German business morale falls but recovery intact

BERLIN (Reuters) - German business morale dropped for the first time in six months in October, underscoring the fragility of a recovery in Europe’s largest economy that is widely expected to pick up momentum next year.

The Ifo think tank said on Friday its business climate index, based on a monthly survey of 7,000 firms, dropped to 107.4 from 107.7 in September. The reading fell short of the consensus forecast in a Reuters poll of economists for a gain to 108.0, and nudged the euro lower against the dollar.

Europe’s economic powerhouse, which put in a stellar performance during the early years of the euro zone crisis, weakened last year but bounced back between this April and June when it grew by its strongest rate in more than a year.

This recovery should keep going despite Friday’s disappointing survey. Ifo economist Klaus Wohlrabe told Reuters the drop was “a small damper and not a trend change”.

The fall in business sentiment was sharpest in the retail sector, while a bright spot was a rise in export expectations of German manufacturers to their highest value of the year.

“The leading indicators published this week, including today’s Ifo index, all show that while an economic recovery appears to be ahead of us, it should undoubtedly be considered moderate,” said Thomas Gitzel at VP Bank.

Political turmoil in Italy, where the government came close to falling, and a row in Washington that raised the risk of the United States defaulting on its debt may have sown some uncertainty among German businesses, along with a strengthening euro.

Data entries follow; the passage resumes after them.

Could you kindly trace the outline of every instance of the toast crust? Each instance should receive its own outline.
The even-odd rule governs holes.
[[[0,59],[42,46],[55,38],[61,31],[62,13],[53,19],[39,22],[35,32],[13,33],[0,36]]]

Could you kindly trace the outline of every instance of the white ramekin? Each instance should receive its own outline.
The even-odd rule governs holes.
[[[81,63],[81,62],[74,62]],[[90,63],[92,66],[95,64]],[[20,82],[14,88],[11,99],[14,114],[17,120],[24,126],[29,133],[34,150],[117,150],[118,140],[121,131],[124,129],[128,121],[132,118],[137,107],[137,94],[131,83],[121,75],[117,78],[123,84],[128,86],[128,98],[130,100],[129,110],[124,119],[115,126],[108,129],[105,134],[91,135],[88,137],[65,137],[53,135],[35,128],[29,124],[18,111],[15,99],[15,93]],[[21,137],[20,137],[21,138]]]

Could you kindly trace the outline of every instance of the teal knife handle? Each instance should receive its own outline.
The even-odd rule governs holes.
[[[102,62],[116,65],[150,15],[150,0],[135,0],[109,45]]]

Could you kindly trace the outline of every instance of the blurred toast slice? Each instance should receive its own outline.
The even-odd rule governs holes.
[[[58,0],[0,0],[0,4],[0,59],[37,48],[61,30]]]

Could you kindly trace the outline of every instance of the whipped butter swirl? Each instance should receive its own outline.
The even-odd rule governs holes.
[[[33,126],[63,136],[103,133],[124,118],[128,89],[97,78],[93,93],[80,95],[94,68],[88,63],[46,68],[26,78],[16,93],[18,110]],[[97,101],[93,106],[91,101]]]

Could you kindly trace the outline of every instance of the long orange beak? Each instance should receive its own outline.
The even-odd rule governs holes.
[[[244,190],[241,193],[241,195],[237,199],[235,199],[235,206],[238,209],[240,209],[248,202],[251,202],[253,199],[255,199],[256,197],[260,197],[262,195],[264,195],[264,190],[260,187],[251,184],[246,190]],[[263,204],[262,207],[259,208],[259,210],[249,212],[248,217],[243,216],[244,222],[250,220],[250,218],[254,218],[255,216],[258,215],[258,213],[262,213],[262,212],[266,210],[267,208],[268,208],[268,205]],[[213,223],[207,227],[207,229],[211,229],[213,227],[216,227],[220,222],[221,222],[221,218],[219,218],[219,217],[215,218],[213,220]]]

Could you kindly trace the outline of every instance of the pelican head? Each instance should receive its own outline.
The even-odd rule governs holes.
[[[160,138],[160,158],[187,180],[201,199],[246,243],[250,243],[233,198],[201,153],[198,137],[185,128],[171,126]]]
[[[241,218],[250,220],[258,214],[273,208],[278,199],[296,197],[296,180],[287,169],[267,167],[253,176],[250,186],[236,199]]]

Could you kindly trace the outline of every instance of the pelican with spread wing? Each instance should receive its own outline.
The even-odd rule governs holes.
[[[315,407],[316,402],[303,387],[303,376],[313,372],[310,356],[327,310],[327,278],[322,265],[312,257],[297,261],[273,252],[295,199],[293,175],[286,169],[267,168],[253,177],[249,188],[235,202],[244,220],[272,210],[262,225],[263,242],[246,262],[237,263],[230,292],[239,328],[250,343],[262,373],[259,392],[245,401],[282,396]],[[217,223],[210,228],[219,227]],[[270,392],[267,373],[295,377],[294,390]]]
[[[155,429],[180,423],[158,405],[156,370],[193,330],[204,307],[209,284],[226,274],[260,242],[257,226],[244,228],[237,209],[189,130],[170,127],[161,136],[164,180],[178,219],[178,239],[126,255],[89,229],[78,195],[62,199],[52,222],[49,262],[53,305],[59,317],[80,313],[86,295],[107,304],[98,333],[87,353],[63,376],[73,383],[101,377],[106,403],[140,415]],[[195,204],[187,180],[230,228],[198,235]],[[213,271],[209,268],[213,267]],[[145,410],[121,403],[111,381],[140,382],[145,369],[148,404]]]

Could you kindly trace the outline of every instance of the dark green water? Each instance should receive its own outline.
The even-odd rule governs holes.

“The U.S. debt crisis and its possible fallout on economic activity, combined with the stronger exchange rate are not the most favorable mix for the German export sector,” said Carsten Brzeski at ING.

A Purchasing Managers’ Index (PMI) showed on Thursday that Germany’s private sector grew at the slowest pace in three months in October. Weakness among service providers was also the reason for the drop in the PMI, suggesting the domestic economy is underperforming expectations.

Germany’s second quarter rebound was largely due to robust domestic demand, helped by a strong labor market, solid wage increases and favorable financing conditions. A spring catch-up on projects delayed by harsh weather last winter also helped.

SLOWER SECOND HALF

Economists expect slower growth in the third and fourth quarters. Ifo’s Wohlrabe said the think tank was sticking to its forecast for 0.3 and 0.4 percent growth respectively.

A sub-index for firms’ assessment of their current situation fell marginally by 0.1 percentage points but remained above the long-term average. The reading for their business expectations dropped more sharply, to 103.6 from 104.2.

The euro rose on Friday to a two-year high against the dollar before slipping when the survey was published.

Earlier this week, Germany’s flagship airline Lufthansa (LHAG.DE) said declines also by the Japanese yen and Indian rupee against the euro were hurting its earnings.

Yet the Ifo survey showed firms remained optimistic overall about a pickup in exports as the global economy recovers and manufacturers were upbeat about future business developments.

Data this week showed the British economy grew at the fastest pace in more than three years in the third quarter and Spain pulled out of a two-year recession.

Ifo’s Wohlrabe said German exports to the United States were expected to rise despite its budget crisis.

Momentum in German economic growth is forecast to pick up next year. The government said earlier this week it expected expansion of 1.7 percent in 2014 after 0.5 percent in 2013.

Major German firms were mostly upbeat about their outlook this week. Luxury carmaker Daimler forecast higher fourth-quarter profit after posting better than expected results.

“Germany is on a recovery course,” said KfW’s Joerg Zeuner. “Growth of two percent next year is imaginable.”